It’s tough being a child actor – even more so when you are catapulted to stardom quickly thanks to a well-established franchise with a rabid fan base. It’s as true today as when Wil Wheaton had to endure the whole alt.wesley.crusher.die.die.die hatred in the ’80s and ’90s. Wheaton managed to work through it and become an influential figure in nerd and internet culture, but unfortunately, not all child actors can grow up to be Wil Wheaton. Sometimes child stardom just ruins everything, which is exactly what Jake Lloyd claims happened when he starred as young Anakin Skywalker in Star Wars Episode I: The Phantom Menace.
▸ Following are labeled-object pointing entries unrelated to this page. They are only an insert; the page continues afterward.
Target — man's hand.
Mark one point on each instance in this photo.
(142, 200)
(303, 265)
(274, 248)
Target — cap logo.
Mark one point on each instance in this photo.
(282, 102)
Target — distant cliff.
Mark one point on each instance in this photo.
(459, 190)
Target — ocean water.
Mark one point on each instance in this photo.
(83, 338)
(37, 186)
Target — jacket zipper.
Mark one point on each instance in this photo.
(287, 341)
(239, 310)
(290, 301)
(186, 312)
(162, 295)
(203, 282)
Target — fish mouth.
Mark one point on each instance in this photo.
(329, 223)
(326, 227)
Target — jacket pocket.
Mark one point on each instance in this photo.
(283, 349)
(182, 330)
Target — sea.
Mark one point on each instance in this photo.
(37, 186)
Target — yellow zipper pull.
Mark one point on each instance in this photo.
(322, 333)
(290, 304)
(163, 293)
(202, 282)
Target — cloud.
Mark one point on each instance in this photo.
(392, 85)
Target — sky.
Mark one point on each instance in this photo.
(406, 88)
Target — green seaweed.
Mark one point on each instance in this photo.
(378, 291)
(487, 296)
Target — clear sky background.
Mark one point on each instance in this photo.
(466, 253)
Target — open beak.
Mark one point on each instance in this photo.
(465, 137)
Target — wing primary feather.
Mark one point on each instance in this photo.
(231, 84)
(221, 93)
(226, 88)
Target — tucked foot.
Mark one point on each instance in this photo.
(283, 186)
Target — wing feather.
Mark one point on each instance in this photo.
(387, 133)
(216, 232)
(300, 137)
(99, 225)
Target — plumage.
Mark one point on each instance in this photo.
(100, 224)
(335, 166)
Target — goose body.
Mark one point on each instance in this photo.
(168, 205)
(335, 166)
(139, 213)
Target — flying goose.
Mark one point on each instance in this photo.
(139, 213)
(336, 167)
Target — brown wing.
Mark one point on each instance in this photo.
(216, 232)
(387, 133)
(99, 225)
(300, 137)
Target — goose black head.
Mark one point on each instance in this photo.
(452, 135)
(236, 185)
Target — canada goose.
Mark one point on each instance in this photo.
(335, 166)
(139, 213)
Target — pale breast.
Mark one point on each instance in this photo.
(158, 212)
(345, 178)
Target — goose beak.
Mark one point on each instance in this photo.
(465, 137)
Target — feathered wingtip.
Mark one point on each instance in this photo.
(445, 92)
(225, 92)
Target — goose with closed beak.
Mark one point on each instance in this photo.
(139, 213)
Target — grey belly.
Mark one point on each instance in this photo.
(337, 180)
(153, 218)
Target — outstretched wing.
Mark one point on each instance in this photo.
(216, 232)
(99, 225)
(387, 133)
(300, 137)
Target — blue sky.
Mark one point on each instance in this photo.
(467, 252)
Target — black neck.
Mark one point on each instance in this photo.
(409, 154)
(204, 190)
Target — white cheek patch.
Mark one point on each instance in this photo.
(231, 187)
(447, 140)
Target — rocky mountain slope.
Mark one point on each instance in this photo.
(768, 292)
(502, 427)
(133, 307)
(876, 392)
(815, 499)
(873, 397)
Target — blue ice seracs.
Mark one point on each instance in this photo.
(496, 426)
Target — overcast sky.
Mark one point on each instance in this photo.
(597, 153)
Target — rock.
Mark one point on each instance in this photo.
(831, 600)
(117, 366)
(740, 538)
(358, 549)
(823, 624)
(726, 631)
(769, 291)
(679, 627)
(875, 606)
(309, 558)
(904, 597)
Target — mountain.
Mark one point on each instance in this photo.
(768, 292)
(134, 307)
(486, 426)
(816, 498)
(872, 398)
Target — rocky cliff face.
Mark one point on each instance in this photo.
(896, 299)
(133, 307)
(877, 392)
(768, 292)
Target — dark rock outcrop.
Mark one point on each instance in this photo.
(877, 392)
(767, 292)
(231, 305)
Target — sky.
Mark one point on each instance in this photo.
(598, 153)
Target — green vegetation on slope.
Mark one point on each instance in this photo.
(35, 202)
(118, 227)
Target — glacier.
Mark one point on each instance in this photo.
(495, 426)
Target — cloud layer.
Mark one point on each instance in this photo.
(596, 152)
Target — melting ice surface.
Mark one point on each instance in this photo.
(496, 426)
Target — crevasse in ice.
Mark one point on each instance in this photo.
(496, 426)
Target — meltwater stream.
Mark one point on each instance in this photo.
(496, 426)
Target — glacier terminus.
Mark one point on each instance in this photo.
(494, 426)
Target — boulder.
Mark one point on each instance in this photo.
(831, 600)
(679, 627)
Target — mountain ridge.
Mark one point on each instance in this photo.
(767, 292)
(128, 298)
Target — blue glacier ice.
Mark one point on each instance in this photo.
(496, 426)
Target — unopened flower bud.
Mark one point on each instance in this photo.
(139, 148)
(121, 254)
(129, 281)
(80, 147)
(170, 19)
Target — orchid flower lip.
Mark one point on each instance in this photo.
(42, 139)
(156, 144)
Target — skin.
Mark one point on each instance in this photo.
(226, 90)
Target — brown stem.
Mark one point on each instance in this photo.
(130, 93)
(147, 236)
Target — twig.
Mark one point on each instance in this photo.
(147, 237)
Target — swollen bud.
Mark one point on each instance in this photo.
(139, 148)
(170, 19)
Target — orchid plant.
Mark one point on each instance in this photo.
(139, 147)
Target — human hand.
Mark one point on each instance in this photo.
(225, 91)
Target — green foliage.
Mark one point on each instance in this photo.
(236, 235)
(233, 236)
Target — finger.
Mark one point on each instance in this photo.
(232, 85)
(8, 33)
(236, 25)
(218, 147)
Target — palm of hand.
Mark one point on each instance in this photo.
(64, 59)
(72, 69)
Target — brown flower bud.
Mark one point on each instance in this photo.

It’s hard to believe Lloyd would have understood what kind of a change his life would undergo when he was cast as Anakin at the age of eight. In a recent interview with The Daily Mail, he says that his rapid rise to fame basically destroyed his childhood. Children taunted Lloyd by making lightsaber noises every time they saw him and made school life “a living hell.” Not that he got to spend a great deal of time at school, anyway, as he was doing up to 60 interviews a day at one point.
The Phantom Menace was considered a disappointment by many Star Wars fans – and young Anakin (along with Jar Jar Binks) became a focus point for much of fandom’s anger and frustration. While Lloyd doesn’t mention this hatred specifically (perhaps he was too young to be fully aware of it), he does acknowledge that it was difficult to be part of something so ill-received by the fanbase: “When you have something like that there’s a lot of expectations for it to meet the standards of the public and I don’t think George did that.”
The entire experience affected Lloyd so greatly that he destroyed all of his Star Wars memorabilia, re-appeared as Anakin only in five video games, and can’t watch Episode I anymore. He says it “would be kind of creepy.” It also ruined him on the acting game as a whole and he decided to never act again. So, if you’re wondering why you never saw “that Anakin kid” in anything after Episode I, it looks like we can chalk it up to the crazy, potentially traumatizing effects of rapid child stardom and George Lucas.